"I think we're in a situation where Greece has not really been able to fulfill the agreements as they has pledged to do. Then it's always time for a review,” Anders Borg told reporters in the Riksdag today, according to news agency TT.
“We can conclude that it is probably more likely that they now has a substantially larger deficit than we previously thought,” he adds.
Yesterday Borg attended a meeting in Brussels with other representatives from the Conservative parliamentary party EPP, in the shadow of the EU summit.
The best thing for all parties would be if Greece could remain in the euro zone, Borg says. If there nevertheless would be an exit from the Euro, he believes that it primarily would hurt Greece. There would be a sharp drop in consumption, since imported goods will rise very sharply in price. Something that naturally would be hardest on those on low incomes since they could not compensate on the income side.

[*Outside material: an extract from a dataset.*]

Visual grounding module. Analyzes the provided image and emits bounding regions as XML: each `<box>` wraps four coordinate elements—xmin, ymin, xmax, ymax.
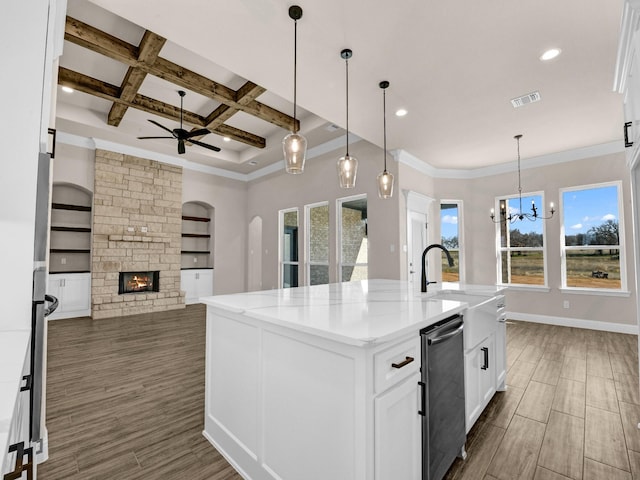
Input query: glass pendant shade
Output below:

A clear Swedish no to Euro Bonds
The EU summit ended last night with no obvious results. But France's new president Francois Hollande was afterwards pleased to have brought up the Eurobonds on the agenda.
But EU leaders are very far from a common position.
“Some want them now or in the future, or as some pointed out, including myself, that we should not have them at all,” Sweden's Prime Minister Fredrik Reinfeldt concluded.
He, however, does not find it odd that there are calls for new, simple method of funding after several years of tough action.
“It's putting a strain on the population, it's putting a strain on decision makers, and whether there is any more energy available is put into question. It's natural, then, that there are discussions on whether you can find an instrument that gives our already troubled budgets expanding opportunities for investment,” Reinfeldt told TT.